The respiratory tract is a common portal of entry for pathogens. Respiratory infections represent the third leading cause of death worldwide, killing an estimated 2.5 million in 2019 [1]. The impact of respiratory infections in the global health has recently been well- recognized through the pandemic of severe acute respiratory syndrome coronavirus 2 (SARS-CoV-2) infection, which brought the world to a standstill, accounting for at least 6.8 million deaths to date [2]. The decades-long effort to develop vaccines to combat respiratory infections such as influenza, respiratory syncytial virus (RSV), and tuberculosis (TB) infections is still encountering challenges 3, 4. Moreover, despite three-quarters of the world population receiving at least one dose of the injectable COVID-19 vaccine, SARS-CoV-2 infection continues to be a global health concern [5]. Mutational changes observed with seasonal variabilities in influenza viruses, and the continued emergence of SARS-CoV-2 variants has necessitated reformulation and boosting with updated vaccines. This challenge primarily stems from the antibody-centric design of these vaccination strategies, aiming to target viral surface antigens that are continuously changing 6, 7, 8, 9. In contrast to humoral immunity, it is now clear that mucosal tissue-resident T cells (TRM) specific for conserved internal structural and nonstructural proteins are vital players in protection against viral infections 10, 11. Additionally, inducing trained immunity in mucosal innate cells can also nonspecifically render protection 8, 12, 13. As such, vaccination strategies that generate adaptive and innate immune memory at the respiratory mucosa may be a viable approach for combating not only current endemic infections but also serve as a foundation for vaccine development against future pandemic respiratory infections.

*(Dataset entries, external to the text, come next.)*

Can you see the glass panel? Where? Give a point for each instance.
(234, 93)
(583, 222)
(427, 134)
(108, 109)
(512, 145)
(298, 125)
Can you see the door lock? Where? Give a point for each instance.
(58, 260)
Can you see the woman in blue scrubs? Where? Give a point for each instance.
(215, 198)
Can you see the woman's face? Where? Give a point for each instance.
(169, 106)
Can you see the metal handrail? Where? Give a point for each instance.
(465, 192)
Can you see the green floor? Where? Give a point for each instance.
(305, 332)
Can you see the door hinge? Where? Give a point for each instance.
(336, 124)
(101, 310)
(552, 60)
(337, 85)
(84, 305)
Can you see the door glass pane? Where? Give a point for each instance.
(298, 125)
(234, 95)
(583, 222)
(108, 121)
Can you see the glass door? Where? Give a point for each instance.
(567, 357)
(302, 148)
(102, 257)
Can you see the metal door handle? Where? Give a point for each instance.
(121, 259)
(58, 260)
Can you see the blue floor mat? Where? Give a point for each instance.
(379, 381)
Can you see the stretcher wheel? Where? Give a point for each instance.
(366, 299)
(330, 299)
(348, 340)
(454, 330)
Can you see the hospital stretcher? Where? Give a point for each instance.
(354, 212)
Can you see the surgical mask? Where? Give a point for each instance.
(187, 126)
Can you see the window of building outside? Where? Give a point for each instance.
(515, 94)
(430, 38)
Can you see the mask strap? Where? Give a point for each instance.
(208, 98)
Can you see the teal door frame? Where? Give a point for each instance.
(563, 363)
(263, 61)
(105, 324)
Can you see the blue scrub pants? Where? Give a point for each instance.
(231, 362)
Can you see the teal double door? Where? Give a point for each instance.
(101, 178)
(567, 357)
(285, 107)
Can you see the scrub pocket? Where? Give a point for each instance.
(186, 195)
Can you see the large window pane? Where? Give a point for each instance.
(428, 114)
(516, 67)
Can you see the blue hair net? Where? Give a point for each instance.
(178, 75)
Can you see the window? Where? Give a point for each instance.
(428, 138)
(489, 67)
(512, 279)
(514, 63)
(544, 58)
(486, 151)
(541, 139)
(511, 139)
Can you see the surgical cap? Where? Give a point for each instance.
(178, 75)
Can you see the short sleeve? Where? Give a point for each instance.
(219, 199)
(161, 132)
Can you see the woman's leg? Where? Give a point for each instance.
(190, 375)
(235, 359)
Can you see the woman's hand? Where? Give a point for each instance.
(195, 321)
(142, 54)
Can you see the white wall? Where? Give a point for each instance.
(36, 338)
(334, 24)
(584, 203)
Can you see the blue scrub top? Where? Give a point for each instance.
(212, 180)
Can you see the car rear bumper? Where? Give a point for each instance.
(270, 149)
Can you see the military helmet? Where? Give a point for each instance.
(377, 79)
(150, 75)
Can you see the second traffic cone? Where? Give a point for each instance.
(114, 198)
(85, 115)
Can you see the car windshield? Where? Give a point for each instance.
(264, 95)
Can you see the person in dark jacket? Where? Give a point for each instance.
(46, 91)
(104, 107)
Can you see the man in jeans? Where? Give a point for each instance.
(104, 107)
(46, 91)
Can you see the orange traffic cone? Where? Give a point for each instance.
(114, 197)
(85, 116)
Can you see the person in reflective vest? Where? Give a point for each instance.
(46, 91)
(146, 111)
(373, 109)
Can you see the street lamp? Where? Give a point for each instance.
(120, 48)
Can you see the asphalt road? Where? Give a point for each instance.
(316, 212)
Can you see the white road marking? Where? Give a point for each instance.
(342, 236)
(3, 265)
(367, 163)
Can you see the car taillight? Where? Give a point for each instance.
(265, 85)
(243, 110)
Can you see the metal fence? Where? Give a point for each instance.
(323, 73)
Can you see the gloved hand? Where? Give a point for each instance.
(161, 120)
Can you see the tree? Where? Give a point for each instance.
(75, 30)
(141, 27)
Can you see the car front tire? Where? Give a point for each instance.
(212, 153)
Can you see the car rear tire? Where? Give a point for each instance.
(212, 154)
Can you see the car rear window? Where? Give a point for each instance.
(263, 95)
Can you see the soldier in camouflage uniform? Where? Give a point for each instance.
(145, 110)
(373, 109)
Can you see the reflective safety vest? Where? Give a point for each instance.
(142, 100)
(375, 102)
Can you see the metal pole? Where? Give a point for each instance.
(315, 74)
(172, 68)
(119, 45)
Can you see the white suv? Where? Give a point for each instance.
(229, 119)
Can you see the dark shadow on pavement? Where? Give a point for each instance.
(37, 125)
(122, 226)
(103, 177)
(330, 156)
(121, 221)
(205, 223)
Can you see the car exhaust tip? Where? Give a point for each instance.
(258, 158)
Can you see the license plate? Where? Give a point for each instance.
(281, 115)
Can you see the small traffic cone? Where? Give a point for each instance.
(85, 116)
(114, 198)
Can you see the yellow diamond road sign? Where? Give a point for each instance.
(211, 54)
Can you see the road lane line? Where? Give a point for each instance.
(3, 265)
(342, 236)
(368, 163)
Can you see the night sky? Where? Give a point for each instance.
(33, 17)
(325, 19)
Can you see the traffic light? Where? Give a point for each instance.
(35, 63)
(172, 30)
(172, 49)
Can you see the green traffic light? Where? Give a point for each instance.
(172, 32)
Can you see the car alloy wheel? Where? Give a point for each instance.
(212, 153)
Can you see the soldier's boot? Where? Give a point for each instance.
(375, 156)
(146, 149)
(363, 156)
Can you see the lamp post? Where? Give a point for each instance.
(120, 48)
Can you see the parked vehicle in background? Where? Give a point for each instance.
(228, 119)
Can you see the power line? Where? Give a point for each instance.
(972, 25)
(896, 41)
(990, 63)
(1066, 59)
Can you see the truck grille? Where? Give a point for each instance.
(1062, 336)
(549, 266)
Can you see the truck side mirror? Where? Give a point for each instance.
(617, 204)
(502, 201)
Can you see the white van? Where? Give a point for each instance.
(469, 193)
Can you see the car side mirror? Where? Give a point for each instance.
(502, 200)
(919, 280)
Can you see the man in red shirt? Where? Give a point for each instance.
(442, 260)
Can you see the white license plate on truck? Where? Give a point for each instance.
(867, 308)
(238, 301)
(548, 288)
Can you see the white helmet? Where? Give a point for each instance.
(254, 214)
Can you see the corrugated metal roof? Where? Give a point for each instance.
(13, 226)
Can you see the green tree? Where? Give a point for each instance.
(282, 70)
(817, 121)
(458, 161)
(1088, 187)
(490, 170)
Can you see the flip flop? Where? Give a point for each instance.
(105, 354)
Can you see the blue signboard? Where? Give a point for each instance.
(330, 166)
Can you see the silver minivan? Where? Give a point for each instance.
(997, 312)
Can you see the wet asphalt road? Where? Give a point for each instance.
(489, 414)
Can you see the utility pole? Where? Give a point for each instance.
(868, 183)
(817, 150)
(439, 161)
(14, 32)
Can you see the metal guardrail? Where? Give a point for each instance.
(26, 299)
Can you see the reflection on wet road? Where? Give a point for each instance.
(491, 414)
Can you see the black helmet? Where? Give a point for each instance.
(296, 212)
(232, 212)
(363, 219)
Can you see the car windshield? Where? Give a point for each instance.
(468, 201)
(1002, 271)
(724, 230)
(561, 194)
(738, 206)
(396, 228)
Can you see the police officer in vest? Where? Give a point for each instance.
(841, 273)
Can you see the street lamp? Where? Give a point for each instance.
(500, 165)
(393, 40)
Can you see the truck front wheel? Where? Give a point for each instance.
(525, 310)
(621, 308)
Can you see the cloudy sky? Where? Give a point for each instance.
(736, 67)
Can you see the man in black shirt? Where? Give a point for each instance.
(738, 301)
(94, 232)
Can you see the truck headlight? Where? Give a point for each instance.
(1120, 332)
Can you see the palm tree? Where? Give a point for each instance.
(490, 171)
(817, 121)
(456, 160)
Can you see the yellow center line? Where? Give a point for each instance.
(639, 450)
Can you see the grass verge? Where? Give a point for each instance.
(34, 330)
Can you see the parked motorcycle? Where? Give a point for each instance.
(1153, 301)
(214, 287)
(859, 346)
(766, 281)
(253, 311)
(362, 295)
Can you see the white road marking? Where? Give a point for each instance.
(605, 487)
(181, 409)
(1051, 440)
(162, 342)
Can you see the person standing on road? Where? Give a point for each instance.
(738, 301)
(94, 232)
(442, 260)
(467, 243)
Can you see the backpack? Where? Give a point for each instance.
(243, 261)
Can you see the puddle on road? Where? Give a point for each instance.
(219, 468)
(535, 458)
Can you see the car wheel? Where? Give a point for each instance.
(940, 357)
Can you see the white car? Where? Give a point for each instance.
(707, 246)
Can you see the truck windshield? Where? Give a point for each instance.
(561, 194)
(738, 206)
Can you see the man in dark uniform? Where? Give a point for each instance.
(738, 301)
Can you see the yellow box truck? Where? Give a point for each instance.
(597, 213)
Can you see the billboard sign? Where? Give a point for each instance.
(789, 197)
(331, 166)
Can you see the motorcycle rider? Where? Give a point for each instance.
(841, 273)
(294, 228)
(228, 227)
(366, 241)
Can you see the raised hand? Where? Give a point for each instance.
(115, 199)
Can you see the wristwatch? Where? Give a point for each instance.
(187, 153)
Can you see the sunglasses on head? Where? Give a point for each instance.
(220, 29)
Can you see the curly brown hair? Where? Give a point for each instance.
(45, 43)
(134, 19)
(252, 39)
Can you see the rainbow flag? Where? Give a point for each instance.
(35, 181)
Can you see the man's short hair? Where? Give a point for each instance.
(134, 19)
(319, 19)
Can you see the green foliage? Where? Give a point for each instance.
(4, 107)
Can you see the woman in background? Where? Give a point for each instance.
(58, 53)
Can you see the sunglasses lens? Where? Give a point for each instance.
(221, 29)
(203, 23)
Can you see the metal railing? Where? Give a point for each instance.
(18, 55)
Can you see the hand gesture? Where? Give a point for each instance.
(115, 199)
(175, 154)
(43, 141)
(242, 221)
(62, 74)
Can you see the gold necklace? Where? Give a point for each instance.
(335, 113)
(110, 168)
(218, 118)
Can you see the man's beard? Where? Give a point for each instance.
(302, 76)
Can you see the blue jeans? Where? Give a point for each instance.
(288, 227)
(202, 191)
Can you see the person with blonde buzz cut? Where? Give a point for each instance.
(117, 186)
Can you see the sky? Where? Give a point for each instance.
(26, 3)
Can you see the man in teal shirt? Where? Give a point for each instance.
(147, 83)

A multiplicity of factors dictates the vaccine safety, immunogenicity, and efficacy. Collectively, these factors can be defined under the umbrella of ‘vaccination strategies’ that encompass vaccine platform, delivery route, and regimens (the interval between vaccinations, number of vaccinations, and whether homologous vs. heterologous prime-boost vaccination). Thus, electing an appropriate vaccination strategy is critical to achieving the maximal potential of a vaccine. Currently, most licensed vaccines are parenterally injected, via the intramuscular, intradermal, or subcutaneous route. A growing body of literature indicates that parenteral vaccination is highly effective in generating immune responses in the periphery but ineffective at localizing the immunity to the respiratory mucosa, the entry site for most human pathogens 8, 14. Positioning vaccine-induced immunity at mucosal sites is crucial where the infection and transmission occur, and in particular, to respiratory infections such as TB and COVID-19 for which effective host defense requires the participation of innate and adaptive cellular immunity. This notion has led to a shift in the perception of vaccination strategies and steered the field toward developing next-generation vaccines suitable for respiratory mucosal (RM) delivery 14, 15. Indeed, both preclinical and clinical studies have demonstrated the superiority of RM immunization over parenteral immunization in inducing robust and long-lasting immunity encompassing the adaptive and innate arm of immune mechanisms at the mucosa 8, 12, 16•, 17•, 18•, 19••, 20, 21.

Viral-vectored vaccines represent the most effective platform for RM delivery owing to their amenability, safety, intrinsic immunogenicity, and ability to induce multilayer immunity at the respiratory mucosa [22]. The RM delivery of vaccines involves either a nasal or a deep-lung mode of administration, which targets different regions of the respiratory mucosa 23••, 24. However, currently, little is known regarding the immune response profile at the upper and lower respiratory tract (LRT) following intranasal (IN) and deep-lung aerosol (AE) vaccination in humans and how that may impact the efficacy of a vaccine. This article will briefly review the factors instrumental for the establishment of long-lasting RM immunity following RM delivery of viral-vectored vaccines with specific attention given to vaccine biodistribution, type of immune response, and localization of immune responses within the respiratory mucosa following different modes of RM delivery.